Weaker Inflation Data

The US Dollar has reversed sharply from yesterday’s highs, weighed on by softer US data and news of a ceasefire extension between the US and Iran. On the data front, core PCE yesterday came in at 0.2% month over month, below the prior and expected 0.3% the market was looking for. Prelim q/q GDP was also softer than forecast at 1.6% vs 2% expected, though up from the prior 0.7% reading. Finally, weekly jobless claims were seen rising to 215k from 210k prior, above the 211k the market was looking for. While rate hike expectations were left broadly unchanged on the back of the data, chatter suggests that traders are waiting to see the next CPI figure before committing more fully to the prospect of a hike this year.

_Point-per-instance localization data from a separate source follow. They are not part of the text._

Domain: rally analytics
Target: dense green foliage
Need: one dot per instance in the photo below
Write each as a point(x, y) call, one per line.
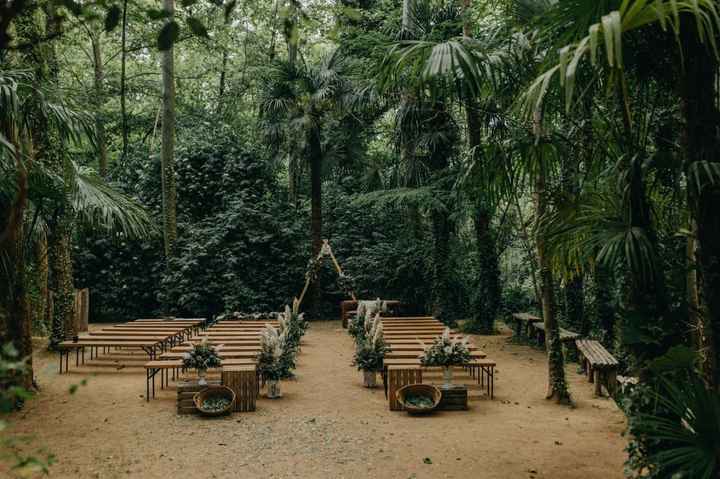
point(471, 159)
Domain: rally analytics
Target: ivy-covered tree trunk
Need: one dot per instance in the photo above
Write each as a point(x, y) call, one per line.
point(574, 296)
point(13, 281)
point(604, 310)
point(47, 143)
point(167, 154)
point(702, 120)
point(487, 293)
point(557, 385)
point(441, 306)
point(61, 279)
point(315, 151)
point(42, 278)
point(99, 85)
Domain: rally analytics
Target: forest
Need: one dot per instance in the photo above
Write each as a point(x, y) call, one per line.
point(471, 159)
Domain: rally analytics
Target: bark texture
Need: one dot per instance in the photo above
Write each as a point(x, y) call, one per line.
point(167, 154)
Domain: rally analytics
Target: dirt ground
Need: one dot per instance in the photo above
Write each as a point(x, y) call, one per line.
point(326, 425)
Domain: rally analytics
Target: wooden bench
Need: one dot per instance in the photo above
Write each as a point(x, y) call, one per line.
point(523, 322)
point(399, 376)
point(599, 365)
point(244, 382)
point(484, 370)
point(166, 366)
point(566, 336)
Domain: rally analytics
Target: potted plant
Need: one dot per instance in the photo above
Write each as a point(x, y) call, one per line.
point(272, 361)
point(370, 352)
point(201, 357)
point(446, 352)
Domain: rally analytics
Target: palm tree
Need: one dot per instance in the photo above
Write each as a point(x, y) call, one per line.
point(695, 26)
point(27, 186)
point(297, 99)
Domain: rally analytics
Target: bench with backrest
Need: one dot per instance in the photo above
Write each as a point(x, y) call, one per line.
point(599, 365)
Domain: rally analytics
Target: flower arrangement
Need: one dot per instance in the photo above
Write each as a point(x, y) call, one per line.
point(365, 311)
point(293, 325)
point(446, 351)
point(202, 357)
point(370, 351)
point(274, 362)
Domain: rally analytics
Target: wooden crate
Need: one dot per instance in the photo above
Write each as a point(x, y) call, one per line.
point(242, 380)
point(399, 376)
point(186, 391)
point(454, 397)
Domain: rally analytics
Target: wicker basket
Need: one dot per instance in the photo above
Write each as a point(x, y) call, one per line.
point(212, 392)
point(427, 390)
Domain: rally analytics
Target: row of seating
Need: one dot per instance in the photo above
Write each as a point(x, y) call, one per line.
point(407, 337)
point(598, 363)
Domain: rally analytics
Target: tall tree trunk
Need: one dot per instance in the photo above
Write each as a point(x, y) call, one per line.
point(64, 325)
point(123, 81)
point(557, 385)
point(487, 295)
point(316, 165)
point(604, 310)
point(488, 291)
point(441, 289)
point(702, 119)
point(44, 314)
point(99, 101)
point(167, 154)
point(13, 292)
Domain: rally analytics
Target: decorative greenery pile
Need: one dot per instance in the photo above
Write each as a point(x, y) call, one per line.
point(202, 357)
point(365, 311)
point(215, 404)
point(293, 325)
point(419, 401)
point(446, 351)
point(276, 360)
point(371, 349)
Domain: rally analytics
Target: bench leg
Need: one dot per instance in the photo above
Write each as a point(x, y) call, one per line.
point(597, 375)
point(611, 376)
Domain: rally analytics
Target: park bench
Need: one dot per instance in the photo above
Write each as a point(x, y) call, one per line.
point(174, 366)
point(523, 322)
point(599, 365)
point(566, 336)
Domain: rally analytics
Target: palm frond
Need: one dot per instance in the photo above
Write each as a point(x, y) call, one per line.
point(103, 207)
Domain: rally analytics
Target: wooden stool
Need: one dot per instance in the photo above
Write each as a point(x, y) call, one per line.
point(242, 380)
point(399, 376)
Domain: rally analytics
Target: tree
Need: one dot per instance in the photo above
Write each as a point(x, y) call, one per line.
point(167, 155)
point(295, 102)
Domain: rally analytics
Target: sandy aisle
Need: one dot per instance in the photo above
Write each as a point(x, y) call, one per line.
point(327, 426)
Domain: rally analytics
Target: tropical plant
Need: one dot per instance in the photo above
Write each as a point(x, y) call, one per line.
point(688, 428)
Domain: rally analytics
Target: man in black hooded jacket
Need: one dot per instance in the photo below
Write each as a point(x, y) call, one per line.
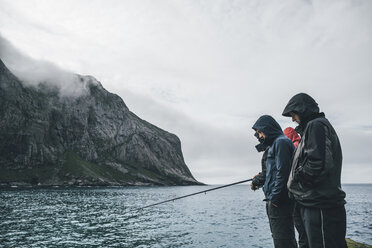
point(315, 178)
point(279, 207)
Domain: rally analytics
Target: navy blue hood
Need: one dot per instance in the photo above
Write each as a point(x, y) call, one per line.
point(269, 126)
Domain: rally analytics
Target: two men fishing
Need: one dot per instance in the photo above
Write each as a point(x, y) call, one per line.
point(308, 177)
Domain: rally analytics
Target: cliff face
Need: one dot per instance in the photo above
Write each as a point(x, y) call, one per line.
point(92, 139)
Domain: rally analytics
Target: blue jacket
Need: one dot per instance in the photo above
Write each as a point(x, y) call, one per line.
point(279, 159)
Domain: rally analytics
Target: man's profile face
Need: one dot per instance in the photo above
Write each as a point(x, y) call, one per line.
point(295, 118)
point(261, 135)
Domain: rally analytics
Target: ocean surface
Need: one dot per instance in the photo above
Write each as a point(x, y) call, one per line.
point(107, 217)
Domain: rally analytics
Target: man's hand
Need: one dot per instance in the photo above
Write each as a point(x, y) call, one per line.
point(253, 186)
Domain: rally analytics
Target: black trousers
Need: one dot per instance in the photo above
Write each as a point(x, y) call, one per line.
point(281, 224)
point(325, 228)
point(302, 238)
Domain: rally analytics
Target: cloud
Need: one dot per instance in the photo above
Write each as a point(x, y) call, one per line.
point(33, 72)
point(206, 70)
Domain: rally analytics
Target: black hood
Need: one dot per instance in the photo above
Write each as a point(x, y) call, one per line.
point(303, 105)
point(269, 126)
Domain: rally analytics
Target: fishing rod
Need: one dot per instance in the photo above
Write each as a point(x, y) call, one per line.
point(200, 192)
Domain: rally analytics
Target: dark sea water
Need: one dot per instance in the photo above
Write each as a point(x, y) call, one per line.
point(107, 217)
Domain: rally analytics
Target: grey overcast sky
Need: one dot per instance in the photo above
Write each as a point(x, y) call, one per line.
point(206, 70)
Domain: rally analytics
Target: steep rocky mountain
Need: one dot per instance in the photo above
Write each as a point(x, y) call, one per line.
point(92, 139)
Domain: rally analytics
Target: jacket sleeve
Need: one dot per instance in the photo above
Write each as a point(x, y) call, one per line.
point(314, 154)
point(260, 179)
point(283, 162)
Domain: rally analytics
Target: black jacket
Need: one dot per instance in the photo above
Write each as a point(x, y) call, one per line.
point(315, 178)
point(259, 180)
point(278, 161)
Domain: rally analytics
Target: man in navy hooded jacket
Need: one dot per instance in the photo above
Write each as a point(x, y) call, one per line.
point(279, 207)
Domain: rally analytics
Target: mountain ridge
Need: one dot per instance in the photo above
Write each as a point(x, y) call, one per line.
point(90, 139)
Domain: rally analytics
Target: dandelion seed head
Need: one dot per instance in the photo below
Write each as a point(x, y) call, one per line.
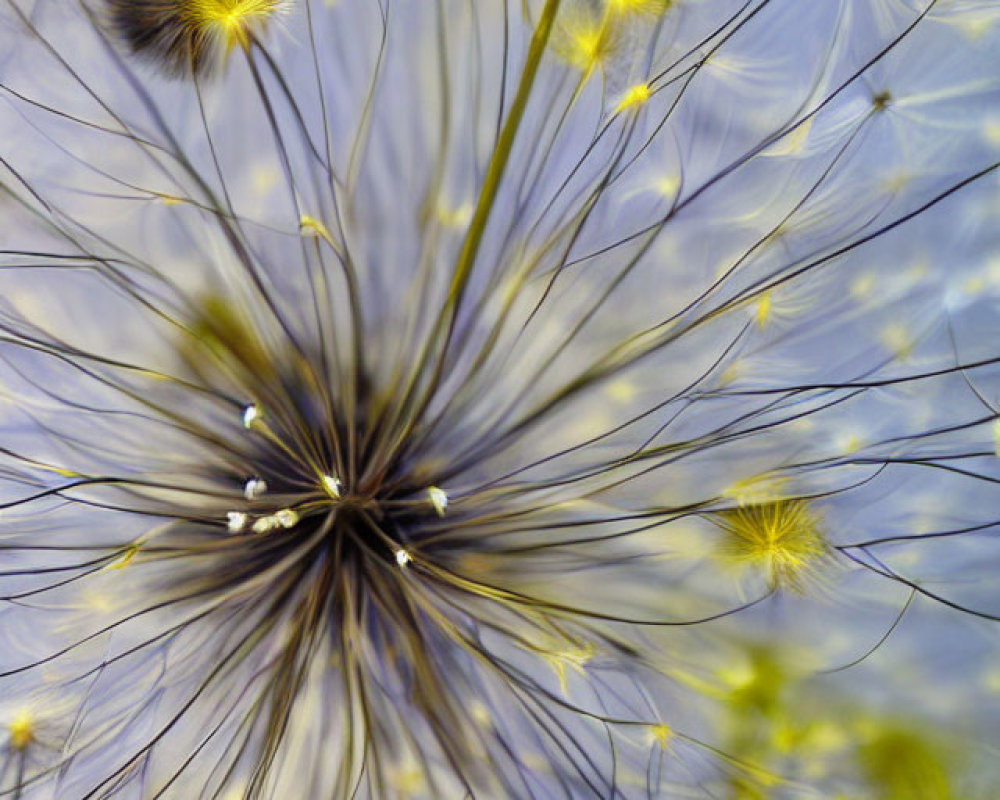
point(190, 35)
point(784, 539)
point(622, 275)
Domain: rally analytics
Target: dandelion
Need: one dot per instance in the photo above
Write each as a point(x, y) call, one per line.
point(388, 390)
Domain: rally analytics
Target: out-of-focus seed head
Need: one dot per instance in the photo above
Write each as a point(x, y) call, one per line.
point(191, 36)
point(783, 538)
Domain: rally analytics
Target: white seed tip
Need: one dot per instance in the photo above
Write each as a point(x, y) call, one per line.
point(254, 488)
point(331, 486)
point(237, 521)
point(250, 415)
point(265, 525)
point(439, 499)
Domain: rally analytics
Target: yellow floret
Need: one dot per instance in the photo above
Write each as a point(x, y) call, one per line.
point(783, 538)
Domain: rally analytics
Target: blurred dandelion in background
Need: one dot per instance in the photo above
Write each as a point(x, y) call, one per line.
point(479, 398)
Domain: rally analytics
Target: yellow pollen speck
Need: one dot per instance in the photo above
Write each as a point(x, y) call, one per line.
point(638, 7)
point(454, 217)
point(661, 734)
point(310, 226)
point(783, 538)
point(636, 96)
point(126, 559)
point(22, 730)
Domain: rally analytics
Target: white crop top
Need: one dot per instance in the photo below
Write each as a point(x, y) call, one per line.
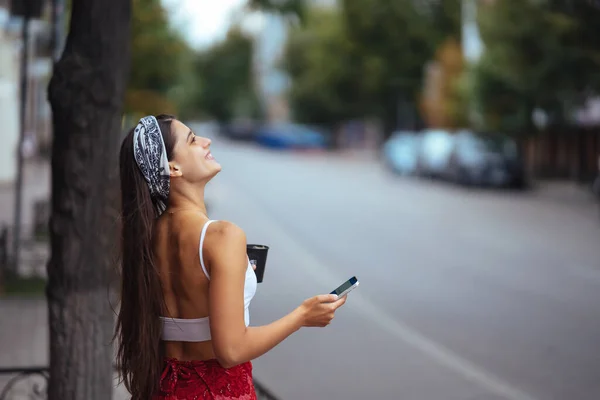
point(198, 329)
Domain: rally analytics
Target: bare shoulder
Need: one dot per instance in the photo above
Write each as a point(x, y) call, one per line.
point(226, 232)
point(225, 244)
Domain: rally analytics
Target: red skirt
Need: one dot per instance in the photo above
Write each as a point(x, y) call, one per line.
point(198, 380)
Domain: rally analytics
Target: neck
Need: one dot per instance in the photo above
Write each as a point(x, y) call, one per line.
point(191, 199)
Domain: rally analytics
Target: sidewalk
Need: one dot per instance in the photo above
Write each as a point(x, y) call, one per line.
point(24, 342)
point(36, 186)
point(564, 192)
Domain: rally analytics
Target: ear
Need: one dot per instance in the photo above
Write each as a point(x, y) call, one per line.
point(174, 169)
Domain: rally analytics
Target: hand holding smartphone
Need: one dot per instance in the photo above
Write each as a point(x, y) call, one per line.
point(346, 287)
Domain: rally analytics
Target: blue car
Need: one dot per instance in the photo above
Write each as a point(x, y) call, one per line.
point(290, 136)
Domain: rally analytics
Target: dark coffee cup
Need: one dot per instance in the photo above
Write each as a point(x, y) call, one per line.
point(257, 253)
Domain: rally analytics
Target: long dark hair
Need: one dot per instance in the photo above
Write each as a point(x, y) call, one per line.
point(138, 329)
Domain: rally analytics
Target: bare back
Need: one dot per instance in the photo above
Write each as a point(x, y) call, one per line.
point(185, 286)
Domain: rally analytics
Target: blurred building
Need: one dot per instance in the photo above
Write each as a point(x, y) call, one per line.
point(37, 110)
point(9, 96)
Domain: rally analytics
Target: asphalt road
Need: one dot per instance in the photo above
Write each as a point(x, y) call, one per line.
point(464, 295)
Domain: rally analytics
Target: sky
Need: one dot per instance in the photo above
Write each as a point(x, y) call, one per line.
point(204, 21)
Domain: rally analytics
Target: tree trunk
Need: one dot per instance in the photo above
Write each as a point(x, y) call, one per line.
point(86, 94)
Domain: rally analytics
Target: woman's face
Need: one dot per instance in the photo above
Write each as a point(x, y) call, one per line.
point(192, 159)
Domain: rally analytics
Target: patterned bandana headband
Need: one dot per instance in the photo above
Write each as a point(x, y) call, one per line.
point(151, 157)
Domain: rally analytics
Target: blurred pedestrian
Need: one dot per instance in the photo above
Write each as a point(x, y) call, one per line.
point(183, 325)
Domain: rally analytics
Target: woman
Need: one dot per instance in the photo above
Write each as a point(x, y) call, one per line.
point(183, 324)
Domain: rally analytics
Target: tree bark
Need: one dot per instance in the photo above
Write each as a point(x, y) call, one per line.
point(86, 94)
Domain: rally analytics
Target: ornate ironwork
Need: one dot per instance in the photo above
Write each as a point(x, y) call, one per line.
point(33, 387)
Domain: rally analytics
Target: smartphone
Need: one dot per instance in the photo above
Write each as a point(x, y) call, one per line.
point(346, 287)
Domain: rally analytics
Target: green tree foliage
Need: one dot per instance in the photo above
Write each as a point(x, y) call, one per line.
point(160, 60)
point(225, 84)
point(327, 85)
point(541, 54)
point(365, 57)
point(295, 8)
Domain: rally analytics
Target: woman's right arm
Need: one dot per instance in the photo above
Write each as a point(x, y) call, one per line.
point(233, 342)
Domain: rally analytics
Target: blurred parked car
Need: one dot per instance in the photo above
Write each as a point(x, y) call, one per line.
point(400, 152)
point(241, 129)
point(434, 153)
point(485, 160)
point(290, 136)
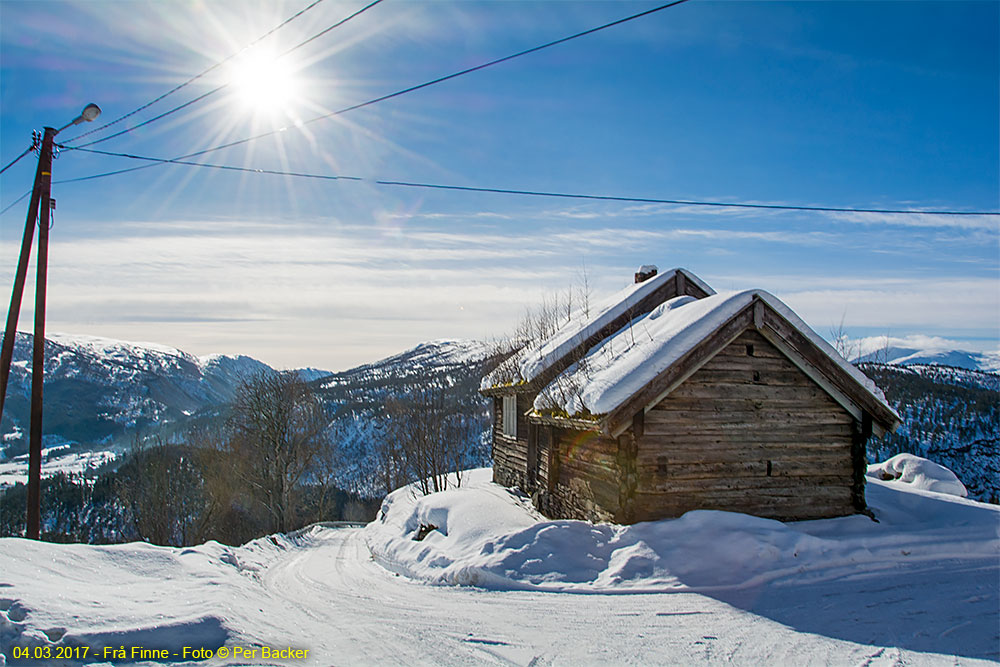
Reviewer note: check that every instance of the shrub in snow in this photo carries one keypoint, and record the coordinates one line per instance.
(919, 473)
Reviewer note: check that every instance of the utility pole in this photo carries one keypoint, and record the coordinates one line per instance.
(40, 196)
(33, 517)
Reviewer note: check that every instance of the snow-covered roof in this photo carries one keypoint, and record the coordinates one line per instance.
(582, 324)
(623, 364)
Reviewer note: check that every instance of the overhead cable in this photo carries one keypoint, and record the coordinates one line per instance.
(225, 85)
(17, 159)
(198, 76)
(533, 193)
(411, 89)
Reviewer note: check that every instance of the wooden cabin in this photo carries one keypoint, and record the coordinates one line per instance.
(694, 400)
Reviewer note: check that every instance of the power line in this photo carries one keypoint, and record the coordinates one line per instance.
(530, 193)
(198, 76)
(17, 159)
(15, 202)
(225, 85)
(411, 89)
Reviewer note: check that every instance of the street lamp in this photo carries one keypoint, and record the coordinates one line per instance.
(40, 194)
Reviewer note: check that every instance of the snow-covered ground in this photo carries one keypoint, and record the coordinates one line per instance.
(55, 460)
(919, 587)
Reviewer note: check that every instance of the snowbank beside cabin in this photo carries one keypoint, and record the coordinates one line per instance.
(485, 535)
(918, 473)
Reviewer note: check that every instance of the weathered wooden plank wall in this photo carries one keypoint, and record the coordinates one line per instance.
(510, 455)
(747, 432)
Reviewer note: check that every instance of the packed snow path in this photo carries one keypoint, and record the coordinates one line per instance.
(322, 591)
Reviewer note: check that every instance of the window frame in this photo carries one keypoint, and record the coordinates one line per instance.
(509, 415)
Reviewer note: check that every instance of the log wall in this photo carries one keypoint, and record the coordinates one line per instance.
(584, 477)
(748, 432)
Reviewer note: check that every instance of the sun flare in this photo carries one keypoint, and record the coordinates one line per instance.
(265, 84)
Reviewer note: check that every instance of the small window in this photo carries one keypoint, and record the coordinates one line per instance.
(510, 416)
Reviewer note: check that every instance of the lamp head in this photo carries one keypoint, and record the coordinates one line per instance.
(89, 113)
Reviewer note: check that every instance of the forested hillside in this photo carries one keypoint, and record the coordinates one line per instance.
(950, 415)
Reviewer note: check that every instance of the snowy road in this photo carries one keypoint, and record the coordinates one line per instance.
(349, 610)
(320, 590)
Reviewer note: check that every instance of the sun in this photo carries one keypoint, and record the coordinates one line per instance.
(265, 84)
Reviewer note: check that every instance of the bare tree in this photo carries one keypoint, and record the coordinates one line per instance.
(275, 433)
(430, 436)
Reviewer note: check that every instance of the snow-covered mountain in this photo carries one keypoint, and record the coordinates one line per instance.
(917, 588)
(950, 415)
(357, 398)
(100, 391)
(925, 350)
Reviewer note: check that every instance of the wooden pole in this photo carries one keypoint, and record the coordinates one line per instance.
(38, 354)
(10, 332)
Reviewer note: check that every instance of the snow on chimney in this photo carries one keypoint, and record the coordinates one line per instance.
(645, 272)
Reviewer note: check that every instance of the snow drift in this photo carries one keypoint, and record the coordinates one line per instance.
(485, 535)
(919, 473)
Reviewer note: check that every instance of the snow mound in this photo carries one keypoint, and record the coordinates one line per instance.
(919, 473)
(485, 535)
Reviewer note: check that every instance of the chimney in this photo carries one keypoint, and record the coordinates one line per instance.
(645, 272)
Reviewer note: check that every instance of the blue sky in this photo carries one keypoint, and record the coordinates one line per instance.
(875, 105)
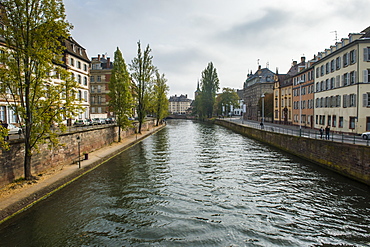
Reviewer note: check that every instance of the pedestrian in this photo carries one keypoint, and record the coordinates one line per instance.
(321, 132)
(327, 132)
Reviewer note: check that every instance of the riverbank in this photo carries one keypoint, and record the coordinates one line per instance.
(17, 197)
(350, 160)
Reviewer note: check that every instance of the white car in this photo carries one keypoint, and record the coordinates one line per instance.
(365, 135)
(14, 130)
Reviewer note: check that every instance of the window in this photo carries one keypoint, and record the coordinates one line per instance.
(352, 77)
(345, 79)
(352, 56)
(337, 63)
(352, 100)
(340, 124)
(345, 60)
(366, 100)
(332, 66)
(366, 75)
(352, 122)
(334, 124)
(367, 54)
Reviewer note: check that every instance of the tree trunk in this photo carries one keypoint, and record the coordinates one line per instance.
(27, 162)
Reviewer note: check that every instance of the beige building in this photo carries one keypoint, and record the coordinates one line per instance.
(179, 104)
(100, 74)
(77, 62)
(342, 85)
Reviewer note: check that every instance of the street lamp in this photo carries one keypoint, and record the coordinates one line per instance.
(263, 108)
(300, 107)
(79, 151)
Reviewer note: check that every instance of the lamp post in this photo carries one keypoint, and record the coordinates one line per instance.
(263, 109)
(300, 107)
(79, 151)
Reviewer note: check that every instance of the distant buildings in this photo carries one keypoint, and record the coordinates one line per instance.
(179, 104)
(100, 74)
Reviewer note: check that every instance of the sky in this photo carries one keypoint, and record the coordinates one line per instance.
(235, 35)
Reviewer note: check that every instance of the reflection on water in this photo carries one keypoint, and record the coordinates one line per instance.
(194, 184)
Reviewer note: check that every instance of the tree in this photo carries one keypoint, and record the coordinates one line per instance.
(37, 87)
(225, 100)
(160, 97)
(209, 86)
(142, 71)
(120, 93)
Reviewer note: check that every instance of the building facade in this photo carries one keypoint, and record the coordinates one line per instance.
(256, 85)
(100, 74)
(179, 104)
(77, 62)
(342, 85)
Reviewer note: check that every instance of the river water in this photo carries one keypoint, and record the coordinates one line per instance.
(193, 184)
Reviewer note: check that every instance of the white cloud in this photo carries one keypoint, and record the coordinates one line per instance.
(186, 35)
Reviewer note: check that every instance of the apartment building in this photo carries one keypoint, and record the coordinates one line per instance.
(342, 85)
(100, 74)
(303, 95)
(78, 63)
(179, 104)
(256, 85)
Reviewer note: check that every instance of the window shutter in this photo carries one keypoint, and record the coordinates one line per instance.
(366, 76)
(364, 100)
(366, 54)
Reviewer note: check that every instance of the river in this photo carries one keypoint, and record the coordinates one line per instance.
(195, 184)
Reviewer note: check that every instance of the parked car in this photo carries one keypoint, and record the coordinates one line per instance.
(81, 122)
(14, 130)
(365, 135)
(99, 120)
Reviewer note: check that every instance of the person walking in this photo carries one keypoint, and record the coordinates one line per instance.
(327, 132)
(321, 132)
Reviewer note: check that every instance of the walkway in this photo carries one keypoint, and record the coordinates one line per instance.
(17, 197)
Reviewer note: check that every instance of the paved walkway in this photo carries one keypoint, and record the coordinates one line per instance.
(16, 197)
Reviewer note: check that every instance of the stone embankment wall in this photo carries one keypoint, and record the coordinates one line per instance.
(347, 159)
(66, 153)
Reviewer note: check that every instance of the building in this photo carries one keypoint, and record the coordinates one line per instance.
(77, 62)
(256, 85)
(179, 104)
(303, 95)
(342, 85)
(100, 74)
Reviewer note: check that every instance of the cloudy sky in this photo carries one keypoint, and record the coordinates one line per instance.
(236, 35)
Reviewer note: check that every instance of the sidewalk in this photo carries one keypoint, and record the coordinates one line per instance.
(17, 197)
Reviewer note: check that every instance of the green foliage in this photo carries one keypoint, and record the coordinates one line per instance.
(39, 90)
(120, 92)
(142, 70)
(160, 100)
(226, 99)
(209, 84)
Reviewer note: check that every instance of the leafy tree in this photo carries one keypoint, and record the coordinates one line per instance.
(120, 87)
(142, 70)
(160, 97)
(226, 99)
(209, 86)
(37, 87)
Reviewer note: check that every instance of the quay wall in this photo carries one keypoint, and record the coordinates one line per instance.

US/Iran Ceasefire Extension

Away from the data, the big news was that the US and Iran have agreed to a 60-day extension of the ceasefire, to allow for further negotiations. However, it is unclear yet whether the Strait of Hormuz will be reopened during the ceasefire window. If reopened, this should be firmly bearish for crude prices, pulling USD lower accordingly, as supply improves. However, if the Strait doesn’t reopen and the status quo remains, this could see USD start to move higher again as oil prices rebound. As such, incoming headlines regarding the Strait will be key to near-term USD direction.

Technical Views

DXY

For now, the index remains glued to the 99.15 level where we’ve seen a tight block of consolidation over recent weeks. If we break higher from here, 100.36 is the next target for bulls. Alternatively, to the downside, 98.24 is the next support to watch.